Indeks Zdrowych Miast. Plock bardzo daleko
Wśród miast mniejszych najlepszy okazał się Sopot przed Rzeszowem i Świnoujściem. Płock jest bardzo daleko, bo dopiero 39. w gronie 57 miejscowości. Wyżej są np. Łomża, Krosno czy Włocławek...
Z miast mazowieckich Siedlce uplasowały się na 32. miejscu, Radom na 35., a Ostrołęka na 37. Czyli wszystkie jednak przed Płockiem.
Ale jest też światełko w tunelu - co ciekawe, w obszarze "Usługi komunalne i społeczne" Płock znalazł się na 2. miejscu, tuż za Rzeszowem.
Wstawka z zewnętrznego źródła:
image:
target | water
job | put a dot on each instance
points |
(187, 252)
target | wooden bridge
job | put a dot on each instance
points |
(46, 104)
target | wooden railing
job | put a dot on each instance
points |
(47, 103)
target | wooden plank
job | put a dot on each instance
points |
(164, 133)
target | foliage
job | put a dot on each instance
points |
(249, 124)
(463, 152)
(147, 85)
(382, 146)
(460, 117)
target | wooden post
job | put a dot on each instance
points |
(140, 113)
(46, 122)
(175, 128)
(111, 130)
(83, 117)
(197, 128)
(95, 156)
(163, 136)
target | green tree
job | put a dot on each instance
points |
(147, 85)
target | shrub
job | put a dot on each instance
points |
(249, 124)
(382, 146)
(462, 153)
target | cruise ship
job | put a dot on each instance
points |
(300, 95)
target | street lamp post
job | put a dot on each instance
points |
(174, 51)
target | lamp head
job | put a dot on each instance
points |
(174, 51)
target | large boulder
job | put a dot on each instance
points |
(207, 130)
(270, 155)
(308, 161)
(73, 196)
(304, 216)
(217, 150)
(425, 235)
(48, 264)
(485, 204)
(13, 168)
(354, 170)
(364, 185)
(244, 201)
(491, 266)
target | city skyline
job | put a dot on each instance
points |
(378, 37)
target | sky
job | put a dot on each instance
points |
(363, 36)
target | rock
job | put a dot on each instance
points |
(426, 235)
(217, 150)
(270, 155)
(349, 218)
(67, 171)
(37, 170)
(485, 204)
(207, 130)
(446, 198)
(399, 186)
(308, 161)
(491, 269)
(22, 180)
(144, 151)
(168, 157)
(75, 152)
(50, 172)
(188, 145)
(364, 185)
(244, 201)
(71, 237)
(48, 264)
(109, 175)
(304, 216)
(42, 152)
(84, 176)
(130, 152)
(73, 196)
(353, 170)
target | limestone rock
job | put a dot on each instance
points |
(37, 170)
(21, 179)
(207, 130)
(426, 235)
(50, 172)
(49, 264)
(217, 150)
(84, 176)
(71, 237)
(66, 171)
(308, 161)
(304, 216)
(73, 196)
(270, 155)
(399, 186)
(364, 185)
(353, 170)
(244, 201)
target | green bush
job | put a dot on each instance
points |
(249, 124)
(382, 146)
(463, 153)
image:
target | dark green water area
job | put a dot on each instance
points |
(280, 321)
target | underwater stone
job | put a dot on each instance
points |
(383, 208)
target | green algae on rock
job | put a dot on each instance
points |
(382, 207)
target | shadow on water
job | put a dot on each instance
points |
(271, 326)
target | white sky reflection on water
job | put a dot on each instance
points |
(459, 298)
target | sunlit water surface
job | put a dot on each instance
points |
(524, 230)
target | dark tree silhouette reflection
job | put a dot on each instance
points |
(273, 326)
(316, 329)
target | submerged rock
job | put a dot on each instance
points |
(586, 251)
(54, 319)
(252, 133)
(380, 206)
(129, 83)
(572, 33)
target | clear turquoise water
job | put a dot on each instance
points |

W tym obszarze brano pod uwagę następujące czynniki:
- Liczba awarii sieci wodociągowej na 1 km sieci
- Przestępstwa drogowe stwierdzone przez policję na 1000 mieszkańców
- Awarie sieci kanalizacyjnej na 10 km czynnej sieci
- Liczba obiektów sportowych na 100 tys. osób
- Odpady zmieszane zebrane w ciągu roku w przeliczeniu na 1 mieszkańca
- Centra kultury, domy i ośrodki kultury, kluby i świetlice na 100 tys. osób
- Ofiary utonięć ogółem
- Czytelnicy bibliotek publicznych na 1000 osób
- Liczba samobójstw zakończonych zgonem na 100 tys. osób
- Dzieci w żłobkach i klubach dziecięcych na 1000 dzieci w wieku do 3 lat
- Przestępstwa o charakterze kryminalnym stwierdzone przez policję na 1000 mieszkańców
- Beneficjenci środowiskowej pomocy społecznej na 10 tys. osób
- Przestępstwa o charakterze gospodarczym stwierdzone przez policję na
1000 mieszkańców.
- Niepokój budzi rosnąca produkcja odpadów zmieszanych. W Świnoujściu – ze względu m.in. na dużą liczbę turystów – ilość odpadów zmieszanych na osobę sięga aż 450 kg rocznie. W Zielonej Górze 410 kg, a we Wrocławiu 350 kg. To alarmujące liczby. Na szczęście są też dobre przykłady – w Białymstoku to 167,5 kg, w Chełmie 180, a w Płocku 184. Miasta te mogą być wzorem dla innych, jak skutecznie ograniczać ilość niesegregowanych śmieci - czytamy w opracowaniu.
W porównaniu z poprzednimi edycjami raportu odnotowano trend wzrostowy cen biletów okresowych komunikacji miejskiej w Białej Podlaskiej, Bielsku-Białej, Częstochowie, Jaworznie, Krośnie, Łomży, Płocku i Słupsku.